Bruce Wade: Improving the quality of health communications

My longstanding interests in US health disparities, doctor patient interactions, and prostate cancer mortality made the 477th Salzburg Global Seminar of profound interest to me. It had a great impact on my thinking as a sociologist. The seminar enlightened me about problems with the quality of health communications and processes of decision making that may result in less than desirable health outcomes.  It also informed me about important pathways to the way forward.

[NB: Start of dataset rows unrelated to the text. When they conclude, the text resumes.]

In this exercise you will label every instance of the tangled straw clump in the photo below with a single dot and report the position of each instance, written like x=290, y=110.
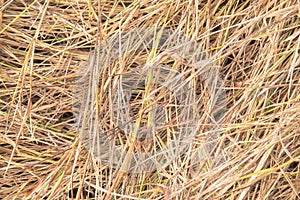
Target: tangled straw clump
x=253, y=45
x=152, y=103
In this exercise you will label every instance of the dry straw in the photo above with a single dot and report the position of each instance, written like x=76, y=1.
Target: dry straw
x=253, y=45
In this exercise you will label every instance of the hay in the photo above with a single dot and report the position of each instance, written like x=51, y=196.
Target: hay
x=254, y=46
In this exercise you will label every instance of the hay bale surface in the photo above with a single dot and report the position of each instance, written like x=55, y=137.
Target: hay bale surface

In 2009 there were 192,280 new prostate cancer cases in the US and 27,360 deaths; this form of cancer represents 25% of new cancer cases and 9% of cancer deaths (1).  Although prostate cancer death rates have fallen since 1990, between 2001 and 2005, the incidence of prostate cancer remained highest among African-Americans (compared to white and other men).  Mortality rates were also twice as high for black men (1).  This reality has generated considerable concern and anxiety among men in the US and around the globe.  As a result, many men make decisions that lead to considerable suffering and “potential harm” ((Gigerenzer and Gray 2011, in press) in the forms of decreased quality of life as a result of uninformed decisions regarding prostate cancer screening and treatment regimens.  The challenge is how to get more men and their doctors to engage in informed decision making.
Although I had heard about the concerns about the validity of PSA (prostate specific antigen) screening for prostate cancer, I was less aware that prostate cancer screening programs may, in some cases, be more harmful than helpful, especially for patients (with non-progressive forms of cancer) who have been persuaded that PSA screening is both benign and beneficial (Gigerenzer and Gray 2011, in press). Well intended yet misleading (or misunderstood) health communications actually contribute to health problems. Given the claims made to men of African descent about their raised risk of prostate cancer, many men who are likely to die from other causes feel pressured to make decisions that inevitably and unnecessarily affect their quality of life.  With such potentially dire consequences associated with screening (such as the possibility of false positive results and unnecessary biopsies) and surgery, men have to be empowered to make informed decisions that allow them to weigh the choices they make that are likely to affect their personal (possible incontinence) and family lives (possible impotence).  They have to know that, in many cases, watchful waiting is a viable alternative to screening and surgery.

The seminar provided insight about how to help address this very large set of issues. The work of the Foundation for Informed Medical Decision Making provided seminar participants with tools that can be used to critique and ultimately improve health communications and to provide men with information that will help them to make better health decisions about the risks and benefits associated with watchful waiting, screening, and surgery.

I am motivated to help improve health literacy, to help enhance shared communication between physicians and patients, and to promote informed and shared medical decision making.

Jemal A, Siegel  R, Ward E, Hao Y, Xu J,  Thun MJ.  2009 Cancer Statistics CA Cancer J Clin 2009;59;225-249; originally published online May 27, 2009;

Bruce H Wade is associate professor at the Department of Sociology and Anthropology, Spelman College, Atlanta, Georgia, USA.